Rodrigo 16/04/2022
As alegrias de um homem de meia idade
A trégua é um livro ambientado na Montevidéu dos anos 50, escrito em primeira pessoa e na forma de um diário por Santomé, um viúvo de 49 anos que trabalha chefiando um escritório de uma empresa. Vive com três filhos já adultos com quem não se relaciona bem, e, em resumo, sua vida é um pacote de tédio e resignação, sem maiores metas além de aguardar a aposentadoria e o fim do tempo de vida que lhe resta. No início, o texto é uma mistura cronológica de memórias e coisas do cotidiano, relacionamentos e filosofias de vida, com parágrafos intermináveis e sem diálogos, o que torna a leitura arrastada até cerca dos 30%.
Entretanto, tudo muda quando chegam novos funcionários, trazendo um ar de jovialidade ao escritório. Entre eles uma moça de 24 anos, Laura, que chama sua atenção por seus predicados profissionais e por sua beleza, o que, para um coração véio acostumado à solidão, é uma armadilha fatal. No início, a aproximação entre ambos é meramente formal, dada a diferença de idade. Pra ele, uma moça insignificante, e pra ela, apenas seu chefe com jeito de tiozim.
Mas a rotina acaba transformando a percepção do tiozim em relação à boyzinha, e, após várias horas-extras conferindo planilhas e muitos cafezinhos na pausa da tarde, um novo sentimento vai surgindo entre ambos; aos poucos o chefe vai extraindo detalhes de sua vida particular, e, quando abre os olhos, está novamente inoculado com o vírus das paixões juvenis, para o qual julgava ter imunidade.
Quando finalmente toma coragem e se declara, surpresa! ela disse sim. E aí, os dilemas começam a surgir: o que vale a vida do homem após perder a capacidade de sentir prazer? Como seriam em 10 anos, ele um sexagenário, ela ainda jovem; será traído? Sentirá ciúmes? Ela sonha com casamento? Viverão essa relação com a pressa do tempo que se acaba ou manterão a liberdade que lhe permite se resguardar de mágoas que já não lhe cabem? Ela, por sua vez, é uma incógnita: no início tímida, e mesmo após aceitar o pedido de namoro, continua a chamá-lo de senhor e a manter a relação num completo segredo.

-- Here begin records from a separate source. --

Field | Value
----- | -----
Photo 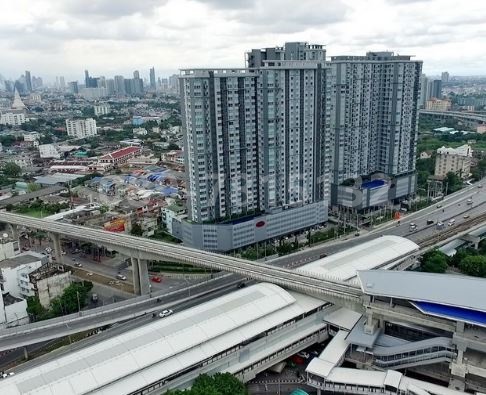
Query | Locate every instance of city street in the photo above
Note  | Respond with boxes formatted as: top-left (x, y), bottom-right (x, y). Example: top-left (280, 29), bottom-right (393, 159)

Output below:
top-left (21, 238), bottom-right (204, 299)
top-left (270, 180), bottom-right (486, 267)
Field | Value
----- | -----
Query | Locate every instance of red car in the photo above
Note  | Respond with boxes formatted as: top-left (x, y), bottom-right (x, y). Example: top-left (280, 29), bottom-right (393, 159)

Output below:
top-left (151, 276), bottom-right (162, 283)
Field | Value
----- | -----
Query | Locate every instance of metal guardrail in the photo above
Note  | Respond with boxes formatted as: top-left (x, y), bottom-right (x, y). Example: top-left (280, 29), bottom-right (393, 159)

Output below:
top-left (0, 212), bottom-right (363, 303)
top-left (0, 272), bottom-right (230, 338)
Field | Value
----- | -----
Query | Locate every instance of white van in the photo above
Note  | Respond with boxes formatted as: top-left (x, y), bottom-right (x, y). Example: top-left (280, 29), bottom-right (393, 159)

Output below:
top-left (448, 219), bottom-right (455, 226)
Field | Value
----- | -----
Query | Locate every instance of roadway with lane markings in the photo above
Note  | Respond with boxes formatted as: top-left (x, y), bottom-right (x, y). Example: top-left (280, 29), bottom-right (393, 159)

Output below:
top-left (0, 274), bottom-right (239, 353)
top-left (0, 179), bottom-right (484, 353)
top-left (0, 280), bottom-right (245, 373)
top-left (269, 180), bottom-right (486, 267)
top-left (0, 212), bottom-right (364, 302)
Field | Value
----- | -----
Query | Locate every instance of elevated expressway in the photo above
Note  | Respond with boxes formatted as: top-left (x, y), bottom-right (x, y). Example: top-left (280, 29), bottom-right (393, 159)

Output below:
top-left (419, 109), bottom-right (486, 127)
top-left (0, 212), bottom-right (362, 305)
top-left (0, 212), bottom-right (485, 354)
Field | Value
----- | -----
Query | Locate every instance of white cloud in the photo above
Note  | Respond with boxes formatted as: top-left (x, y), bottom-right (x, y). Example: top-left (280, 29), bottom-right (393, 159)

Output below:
top-left (0, 0), bottom-right (485, 81)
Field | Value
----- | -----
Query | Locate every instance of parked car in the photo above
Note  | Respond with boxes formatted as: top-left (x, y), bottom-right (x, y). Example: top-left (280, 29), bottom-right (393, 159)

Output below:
top-left (151, 276), bottom-right (162, 283)
top-left (158, 309), bottom-right (173, 318)
top-left (464, 214), bottom-right (470, 219)
top-left (116, 274), bottom-right (127, 281)
top-left (426, 219), bottom-right (434, 225)
top-left (74, 262), bottom-right (82, 267)
top-left (448, 219), bottom-right (456, 226)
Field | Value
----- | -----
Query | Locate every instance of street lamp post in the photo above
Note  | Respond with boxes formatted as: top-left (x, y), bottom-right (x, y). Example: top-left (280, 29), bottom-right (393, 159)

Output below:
top-left (76, 290), bottom-right (81, 315)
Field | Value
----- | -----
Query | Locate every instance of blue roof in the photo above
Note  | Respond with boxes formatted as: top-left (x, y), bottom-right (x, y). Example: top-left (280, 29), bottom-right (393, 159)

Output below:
top-left (361, 179), bottom-right (386, 189)
top-left (413, 301), bottom-right (486, 327)
top-left (290, 390), bottom-right (309, 395)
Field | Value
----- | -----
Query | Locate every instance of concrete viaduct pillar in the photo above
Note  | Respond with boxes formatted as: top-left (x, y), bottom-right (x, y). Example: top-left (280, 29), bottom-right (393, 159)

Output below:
top-left (131, 257), bottom-right (140, 295)
top-left (450, 321), bottom-right (467, 392)
top-left (461, 234), bottom-right (480, 250)
top-left (7, 224), bottom-right (19, 242)
top-left (49, 232), bottom-right (63, 264)
top-left (131, 257), bottom-right (149, 296)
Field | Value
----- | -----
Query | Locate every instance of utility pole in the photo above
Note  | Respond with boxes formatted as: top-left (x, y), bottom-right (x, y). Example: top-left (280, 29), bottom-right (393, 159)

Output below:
top-left (76, 290), bottom-right (81, 315)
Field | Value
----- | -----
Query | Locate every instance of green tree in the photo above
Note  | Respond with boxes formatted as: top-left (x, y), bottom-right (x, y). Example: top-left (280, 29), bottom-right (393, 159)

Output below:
top-left (167, 142), bottom-right (180, 150)
top-left (130, 223), bottom-right (143, 236)
top-left (165, 373), bottom-right (247, 395)
top-left (209, 373), bottom-right (248, 395)
top-left (50, 282), bottom-right (93, 316)
top-left (39, 134), bottom-right (53, 144)
top-left (459, 255), bottom-right (486, 277)
top-left (449, 248), bottom-right (478, 267)
top-left (421, 250), bottom-right (448, 273)
top-left (26, 296), bottom-right (50, 321)
top-left (445, 171), bottom-right (462, 194)
top-left (3, 162), bottom-right (22, 178)
top-left (28, 183), bottom-right (41, 192)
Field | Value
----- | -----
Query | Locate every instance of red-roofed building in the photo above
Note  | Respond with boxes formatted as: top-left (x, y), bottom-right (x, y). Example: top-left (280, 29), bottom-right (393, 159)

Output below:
top-left (99, 146), bottom-right (141, 167)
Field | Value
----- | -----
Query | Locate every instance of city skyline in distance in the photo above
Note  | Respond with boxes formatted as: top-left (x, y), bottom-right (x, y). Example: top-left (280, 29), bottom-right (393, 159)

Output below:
top-left (1, 0), bottom-right (486, 80)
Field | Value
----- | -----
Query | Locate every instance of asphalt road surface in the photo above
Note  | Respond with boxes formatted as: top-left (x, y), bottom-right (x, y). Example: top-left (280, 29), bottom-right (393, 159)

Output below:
top-left (270, 181), bottom-right (486, 268)
top-left (5, 280), bottom-right (245, 374)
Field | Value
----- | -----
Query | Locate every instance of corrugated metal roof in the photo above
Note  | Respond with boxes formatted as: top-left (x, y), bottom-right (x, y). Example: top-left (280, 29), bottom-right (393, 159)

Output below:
top-left (2, 283), bottom-right (324, 395)
top-left (357, 270), bottom-right (486, 313)
top-left (297, 236), bottom-right (419, 282)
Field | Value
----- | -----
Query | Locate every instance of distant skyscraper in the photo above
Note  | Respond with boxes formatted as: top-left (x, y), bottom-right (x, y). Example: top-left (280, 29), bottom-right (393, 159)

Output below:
top-left (69, 81), bottom-right (79, 94)
top-left (149, 67), bottom-right (156, 90)
top-left (432, 79), bottom-right (442, 99)
top-left (106, 79), bottom-right (115, 95)
top-left (132, 71), bottom-right (143, 95)
top-left (441, 71), bottom-right (450, 83)
top-left (168, 74), bottom-right (179, 94)
top-left (114, 75), bottom-right (125, 95)
top-left (59, 76), bottom-right (65, 90)
top-left (419, 74), bottom-right (428, 108)
top-left (84, 70), bottom-right (90, 87)
top-left (25, 71), bottom-right (32, 92)
top-left (160, 78), bottom-right (169, 92)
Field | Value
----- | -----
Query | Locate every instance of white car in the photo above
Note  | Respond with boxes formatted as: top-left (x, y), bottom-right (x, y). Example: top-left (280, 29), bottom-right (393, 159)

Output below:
top-left (158, 309), bottom-right (173, 318)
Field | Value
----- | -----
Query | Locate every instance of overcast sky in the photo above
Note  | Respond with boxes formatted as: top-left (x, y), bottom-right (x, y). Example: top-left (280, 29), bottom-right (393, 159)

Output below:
top-left (2, 0), bottom-right (485, 82)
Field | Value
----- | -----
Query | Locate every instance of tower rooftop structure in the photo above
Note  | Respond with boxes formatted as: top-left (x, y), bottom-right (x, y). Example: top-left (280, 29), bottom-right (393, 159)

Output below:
top-left (11, 88), bottom-right (26, 110)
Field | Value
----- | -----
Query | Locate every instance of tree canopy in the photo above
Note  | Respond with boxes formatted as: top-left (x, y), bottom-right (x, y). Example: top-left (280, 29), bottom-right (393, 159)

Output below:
top-left (458, 255), bottom-right (486, 278)
top-left (3, 162), bottom-right (22, 178)
top-left (165, 373), bottom-right (247, 395)
top-left (421, 250), bottom-right (448, 273)
top-left (445, 171), bottom-right (462, 194)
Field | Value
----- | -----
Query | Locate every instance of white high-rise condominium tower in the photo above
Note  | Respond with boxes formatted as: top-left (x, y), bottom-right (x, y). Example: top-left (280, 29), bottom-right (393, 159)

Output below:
top-left (329, 52), bottom-right (422, 184)
top-left (178, 44), bottom-right (421, 251)
top-left (65, 118), bottom-right (97, 139)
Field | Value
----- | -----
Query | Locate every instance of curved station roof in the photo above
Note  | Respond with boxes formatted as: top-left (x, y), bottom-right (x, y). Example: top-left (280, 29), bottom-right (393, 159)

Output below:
top-left (297, 235), bottom-right (419, 282)
top-left (358, 270), bottom-right (486, 327)
top-left (0, 283), bottom-right (324, 395)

Mesmo com todos esses poréns, a relação floresce, baseada mais em conversas do que em sexo. Fica estabelecida para ambos uma dualidade entre experiências de vida (ele muita, ela nada) e o estado dos seus corpos (ela uma musa juvenil, ele com sua barriga). Mas o amor é capaz de nascer no deserto mais árido, e assim se descobrem, para nossa alegria, terrivelmente conectados.
E aí, meus amigos, quando todos estão felizes porque o amor venceu novamente, vem o final e f*de com tudo, pensado propositadamente para causar impacto. Não soube o que dizer quando li, apenas me sobrou um nó na garganta, difícil de ser desatado. Ainda assim, as últimas páginas são lindas, e poderão causar lágrimas nos leitores mais sensíveis.
Em resumo, um livro que agradará a psicólogos, cinquentões saudosistas e fãs das histórias de amores impossíveis. Eu, com os meus 40 e poucos, me senti profundamente cativado. Destarte, faço votos de que todos os casais de tiozinhos e boyzinhas possam vencer as diferenças e viverem felizes para sempre, ou até que um enfarto fulminante os separe.